Corrado invited us to stay and experience the magic of a Veglione, for a modest meal of baked apples and fresh cream, at the end of a very long evening of ritualized celebrations which were a supplication for the return of the Sun, a ritual done for millennia in this part of the world.

“In the old days our people celebrated for 12 nights before the Winter Solstice, to ensure the return of the very, very distant solar orb. We are no longer so united as clans and villages, so we can no longer celebrate and feast for twelve days in a row. Back them, we would all contribute and there would be enough to continue feasting for twelve days. So, now we celebrate the start and the end of the 12 hours before the Winter Solstice with the lighting and snuffing out of red candles, ringing of bells, pagan prayers and decorating the kitchen and fireplace with holly and berries to keep away the wicked spirits.” He told us also that at the end of the night, the remainder of the candles would be handed out for folk to burn throughout the year, to keep at bay lack, illness and put an end to poverty.

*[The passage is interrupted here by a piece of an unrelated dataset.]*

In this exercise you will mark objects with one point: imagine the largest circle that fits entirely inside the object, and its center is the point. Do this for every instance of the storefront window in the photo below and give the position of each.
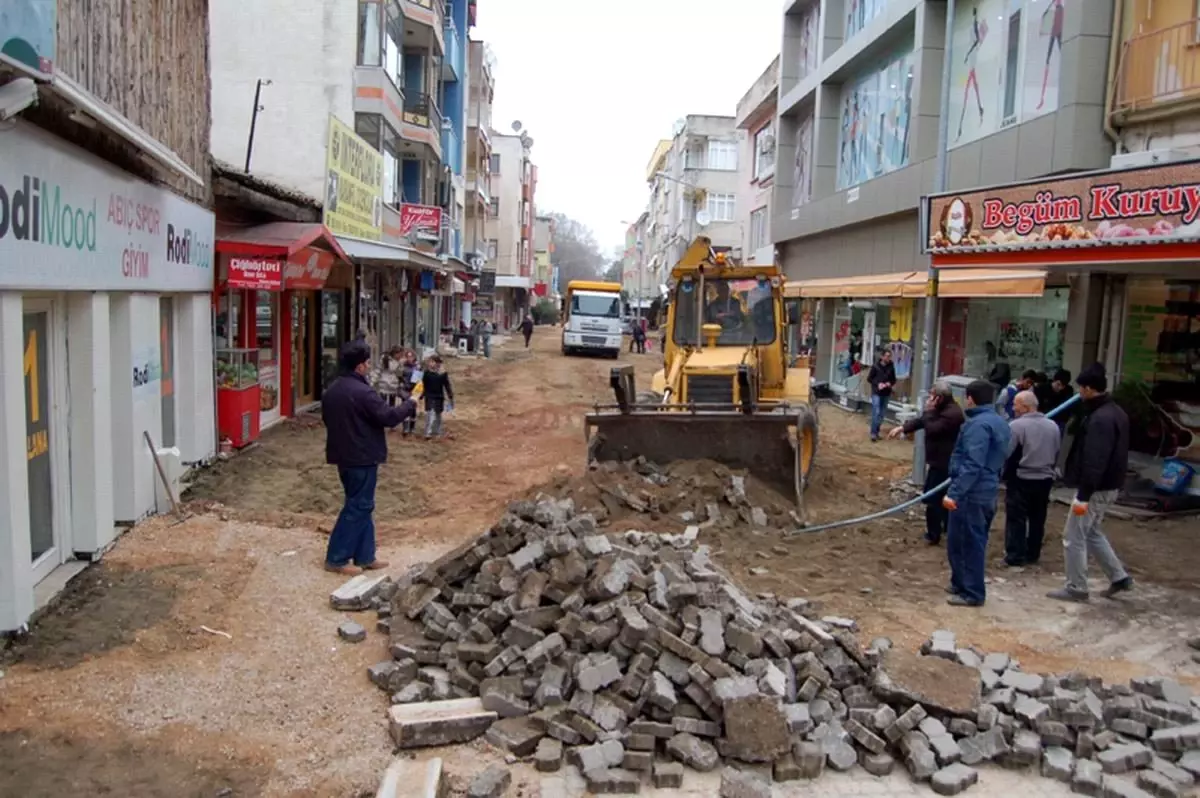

“Our Celtic Ancestors believed that the Old Woman of the Snows held the Sun in her bony fingers (for the Sun literally stood still in the heavens) and that it would not return to warm up the Earth, if a sacrifice and feasting was not done in its honour during this period that lead to the longest and coldest night of the year. A log would be sacrificed in the hearth and the softest part of the pork belly and goats fat would be placed in the brazier as a sacrifice. I have sacrificed the pork and we shall eat the apples and cream. “

Contessa and I slept at one of the local guest houses that night. Albeit late we were overjoyed and untouched by the early hours of the following day, we stood on the balcony, under the Moon, and drank hot, black coffee, corrected with the best of local grappa. We knew I had to return to Africa but we swore to one another that it would not be long and she would come to visit our country, so that we could continue our magical adventures and engage in rituals that would change the face of the world.

Somewhere in the dark of the room a baby cried softly. Six months old and named after the African Sun, this child conceived in European barley fields, would become a great bond between my Contessa and I. We vowed to become a Clan. The Lunaguardia Clan.